Sarah Dougher: Writing music and recording music are different. I don't know what inspired me to write music, except that I loved musicals when I was a child. I wanted to actually be a star of the stage for a really long time until I was, like, 13 or 14. And I really never was a star of the stage, but I was very drawn to storytelling songs. I also fancied myself, as a child, to be a poet. But I was never a very good poet. I found that my writing was better when I could write prose — it ended up in an academic way. I realized there was something that connected those things for me — it's not really like good poetry exactly, but it's lyric, although I don't know what the inspiration was, ultimately, for writing.

But recording, I wanted to experience the process of layering sound that I made myself, like me harmonizing with myself. That sounds sort of self-absorbed, but it was an intriguing concept to me when I started recording, and I wanted to have a record of what I did. I didn't want these songs to just exist in my own head. I wanted to share them.

Tatone: Most artists have a specific — even if it's large — belief, goal or something that really drives them to continue to make art. Do you?

Dougher: I was thinking about this today, because I heard a program on NPR [National Public Radio] about aphorisms and proverbs. It was a story about this educator who had worked to develop a curriculum that used proverbs to teach fourth graders about all sorts of different stuff. Like, each unit of the education would have a proverb that reflected it. Like, if they were learning about geology, they would learn "A rolling stone gathers no moss." And they would be able to actually use that to talk about ethics and politics. It's a way into a more complex set of ideas — it doesn't just describe one thing, but a culturally comprehensible common idea. So, this really fascinated me, because I think bad lyrics, bad poetry simplify people's relationships to cultural ideas. What I really want to do is make it possible to create a way for lyrical music to connect people to worlds of ideas.

Tatone: Do have specific cultural ideas you want people to relate to?

Dougher: I'm a feminist. So I'm always really interested in talking about how I experience that, as a political idea and as a personal way of living. That's pretty broad, but that's one of my main political interests.
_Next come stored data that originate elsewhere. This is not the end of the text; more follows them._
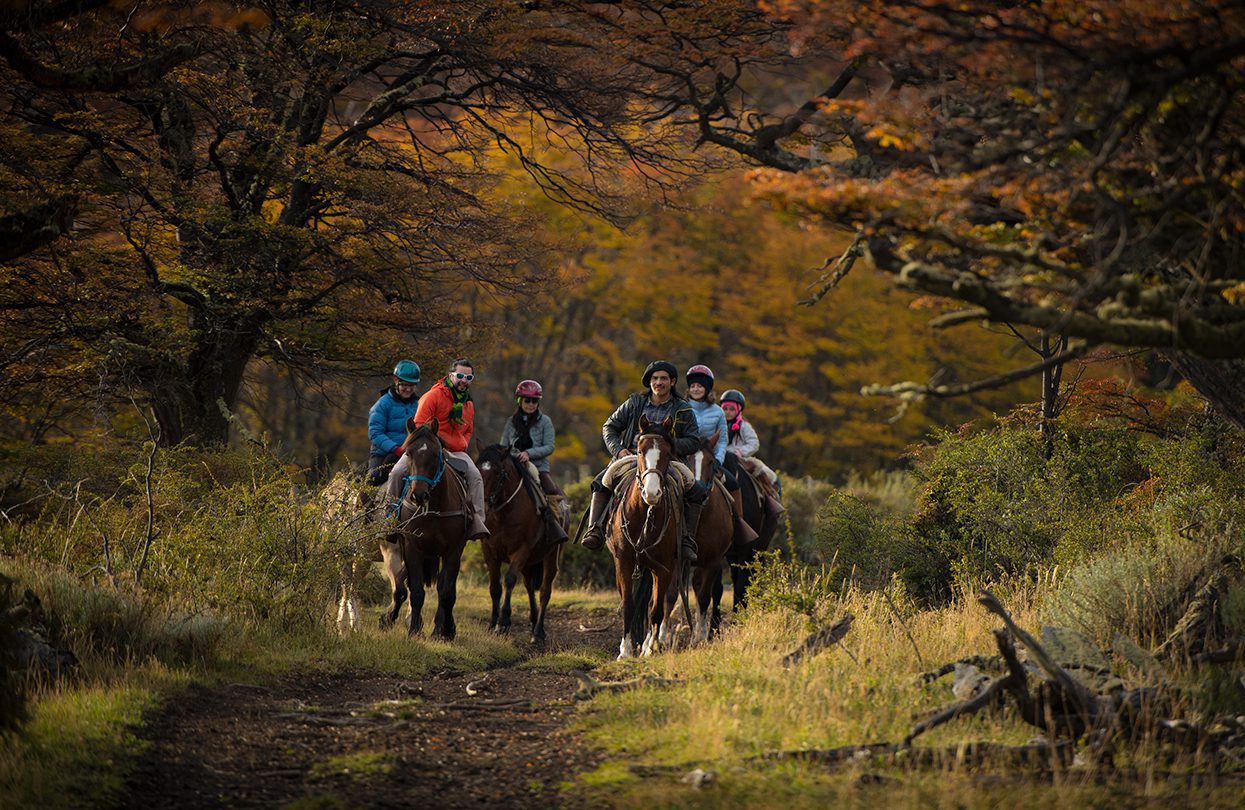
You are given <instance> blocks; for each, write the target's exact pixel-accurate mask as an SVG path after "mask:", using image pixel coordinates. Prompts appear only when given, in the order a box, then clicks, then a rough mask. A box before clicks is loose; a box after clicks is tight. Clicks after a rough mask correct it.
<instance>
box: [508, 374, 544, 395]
mask: <svg viewBox="0 0 1245 810" xmlns="http://www.w3.org/2000/svg"><path fill="white" fill-rule="evenodd" d="M514 396H515V397H535V398H537V399H539V398H540V397H542V396H544V389H543V388H540V383H539V382H537V381H535V379H524V381H523V382H520V383H519V386H518V388H515V389H514Z"/></svg>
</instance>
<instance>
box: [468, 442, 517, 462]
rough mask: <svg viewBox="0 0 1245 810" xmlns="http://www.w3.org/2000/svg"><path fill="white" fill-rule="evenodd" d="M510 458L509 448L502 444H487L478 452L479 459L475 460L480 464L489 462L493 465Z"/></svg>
mask: <svg viewBox="0 0 1245 810" xmlns="http://www.w3.org/2000/svg"><path fill="white" fill-rule="evenodd" d="M508 458H510V448H508V447H505V445H503V444H489V445H488V447H486V448H484V449H483V450H481V452H479V458H478V459H476V460H477V462H479V463H481V464H483V463H484V462H489V463H493V464H499V463H503V462H505V459H508Z"/></svg>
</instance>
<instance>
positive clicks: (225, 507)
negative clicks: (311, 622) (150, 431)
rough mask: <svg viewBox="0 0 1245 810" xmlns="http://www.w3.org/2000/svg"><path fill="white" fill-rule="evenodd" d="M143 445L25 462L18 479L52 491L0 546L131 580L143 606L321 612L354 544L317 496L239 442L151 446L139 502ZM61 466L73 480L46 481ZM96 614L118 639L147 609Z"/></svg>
mask: <svg viewBox="0 0 1245 810" xmlns="http://www.w3.org/2000/svg"><path fill="white" fill-rule="evenodd" d="M44 449H46V448H44ZM148 450H149V447H148V448H143V449H129V450H125V449H117V450H116V452H113V453H108V454H98V455H97V457H96V455H91V458H86V459H82V458H77V459H72V460H70V462H66V460H65V459H63V458H61V457H60V455H59V454H57V453H55V452H51V453H45V454H44V457H42V458H32V459H27V463H26V467H25V469H26V477H25V480H26V482H27V486H31V488H34V483H35V482H46V485H45V486H47V488H51V489H52V490H55V491H56V495H55V496H46V498H45V499H44V500H42V501H41V503H42V509H41V511H40V513H39V514H37V515H35V516H27V518H26V519H25V520H24V521H22V523H21V524H17V525H12V524H6V525H4V526H2V528H0V549H2V550H4V551H5V552H6V554H9V555H22V556H27V557H31V559H34V560H41V561H45V562H47V564H51V565H54V566H62V567H63V570H65V571H66V574H68V575H70V576H72V577H76V579H77V580H80V581H82V582H85V584H87V585H90V584H91V582H103V584H110V582H112V584H116V585H117V586H121V587H126V586H132V585H133V584H134V582H136V580H138V581H139V582H141V586H142V589H143V591H144V594H146V595H147V597H148V600H149V601H151V602H152V603H161V605H163V606H166V607H167V608H168V610H172V611H178V612H179V613H182V615H184V616H200V615H209V616H220V617H237V618H242V620H248V621H251V620H264V621H279V622H294V623H303V625H305V623H311V622H317V621H320V620H321V618H322V616H324V611H325V606H326V605H327V603H329V601H330V600H332V598H334V592H335V591H336V587H337V582H339V571H340V569H341V565H342V562H344V561H345V559H346V555H347V554H352V552H357V551H359V550H357V549H352V547H347V546H346V545H344V542H342V541H344V540H345V539H346V538H345V536H344V535H342V534H341V533H340V531H336V530H335V529H336V524H332V523H331V521H330V520H327V519H326V508H327V504H322V503H317V501H316V500H309V499H306V496H305V493H304V491H303V490H300V488H299V486H298V483H296V480H295V479H294V478H293V477H291V472H290V470H289V469H288V468H285V467H284V465H283V464H280V463H279V462H278V460H276V459H274V458H273V457H271V455H269V454H268V453H266V452H264V450H263V449H260V448H254V447H250V448H245V449H242V450H218V452H177V453H171V452H167V450H163V449H161V450H157V452H156V454H154V463H153V468H152V470H151V475H149V482H151V490H152V491H151V496H152V501H151V506H149V508H148V501H147V483H148V473H147V459H148ZM66 472H70V473H72V474H73V475H82V478H75V479H72V480H81V482H82V483H81V484H80V485H75V486H72V488H70V486H67V485H65V484H61V485H60V486H57V485H56V484H55V483H54V482H56V480H57V479H54V478H51V475H52V474H63V473H66ZM88 472H90V473H91V474H90V475H85V473H88ZM110 477H113V478H110ZM148 526H149V530H148ZM106 592H107V591H105V590H100V594H106ZM101 598H105V597H102V596H101ZM101 611H102V612H101V613H100V616H101V617H102V616H105V615H107V613H108V611H107V610H105V608H103V607H102V606H101ZM101 621H105V623H108V622H112V623H113V626H112V627H111V628H108V627H97V628H96V630H97V631H98V632H103V633H111V632H116V633H120V635H121V636H122V637H125V636H127V633H128V631H127V630H126V626H128V625H133V623H141V622H142V621H146V618H143V617H138V616H127V615H125V611H123V610H122V608H120V607H118V608H117V612H115V613H112V618H101Z"/></svg>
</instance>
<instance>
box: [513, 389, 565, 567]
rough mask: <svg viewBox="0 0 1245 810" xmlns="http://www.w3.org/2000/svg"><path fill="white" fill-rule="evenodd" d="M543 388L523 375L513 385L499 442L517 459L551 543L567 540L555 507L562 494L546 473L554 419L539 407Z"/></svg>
mask: <svg viewBox="0 0 1245 810" xmlns="http://www.w3.org/2000/svg"><path fill="white" fill-rule="evenodd" d="M542 396H544V389H542V388H540V383H539V382H537V381H535V379H524V381H523V382H520V383H519V384H518V387H515V388H514V399H515V406H517V407H515V409H514V416H512V417H510V418H509V419H507V421H505V427H504V428H503V429H502V440H500V444H502V445H504V447H509V448H510V454H512V455H513V457H514V459H515V460H517V462H519V469H522V470H523V473H524V477H525V478H527V479H528V483H529V485H532V489H533V495H535V496H537V503H538V504H540V513H542V515H543V516H544V521H545V533H547V535H548V536H549V539H550V540H553V542H554V544H560V542H565V541H566V540H568V536H566V530H565V529H563V528H561V524H560V523H559V521H558V516H557V515H555V514H554V513H555V508H557V505H558V504H559V503H561V499H564V498H565V494H563V491H561V490H560V489H558V484H555V483H554V480H553V477H552V475H550V474H549V457H550V455H552V454H553V448H554V431H553V419H550V418H549V416H548V414H547V413H542V411H540V397H542Z"/></svg>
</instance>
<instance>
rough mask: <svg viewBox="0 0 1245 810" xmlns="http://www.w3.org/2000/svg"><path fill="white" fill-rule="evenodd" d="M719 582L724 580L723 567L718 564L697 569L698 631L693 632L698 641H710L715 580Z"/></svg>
mask: <svg viewBox="0 0 1245 810" xmlns="http://www.w3.org/2000/svg"><path fill="white" fill-rule="evenodd" d="M715 579H716V580H717V581H718V582H721V581H722V569H721V567H718V566H716V565H715V566H712V569H698V570H697V571H696V577H695V582H693V587H695V589H696V632H693V633H692V640H693V642H696V643H705V642H707V641H708V633H710V610H712V606H713V605H712V602H713V580H715Z"/></svg>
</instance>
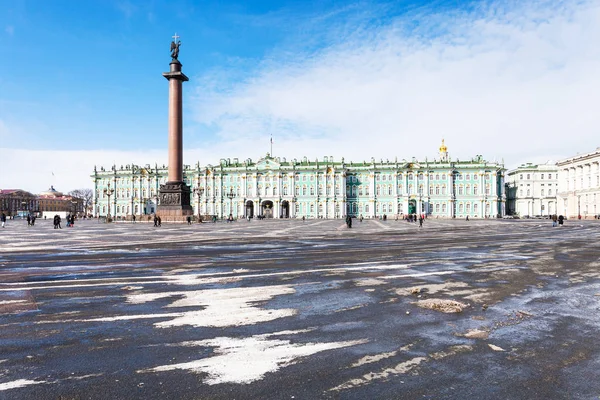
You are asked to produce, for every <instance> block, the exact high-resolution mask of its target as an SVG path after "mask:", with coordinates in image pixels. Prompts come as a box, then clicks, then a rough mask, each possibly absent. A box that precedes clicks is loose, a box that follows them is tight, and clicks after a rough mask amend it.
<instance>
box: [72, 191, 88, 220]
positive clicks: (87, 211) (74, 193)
mask: <svg viewBox="0 0 600 400" xmlns="http://www.w3.org/2000/svg"><path fill="white" fill-rule="evenodd" d="M69 196H73V197H77V198H78V199H81V200H82V201H83V209H84V210H85V213H86V214H87V213H89V212H90V207H91V206H92V202H93V201H94V191H93V190H92V189H75V190H72V191H70V192H69Z"/></svg>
I'm not a didactic feminist. I'm more of a descriptive feminist. Like I went to the state archive building in Salem [Ore.] and there's this "10 Percent For Art" program, where every civic building has to devote 10% of its budget to an art project. So for the archive, this guy did this project where he took quotations from lady pioneers' journals and put them in the patio, this long stairway going up to the building. They are incredibly poignant and incredibly descriptive of a time, a place, an experience. They are, in their existence, feminist statements, and I just read them and cried and cried. I was so emotionally triggered. That kind of representation of feminism is what I want to try to do.

Tatone: For more awareness?

Dougher: Yeah, for liberation. I think the more you understand other people's experience, the more compassion you have for them and the more you will cooperate with them to recognize your common struggle. That's highly idealistic, I realize.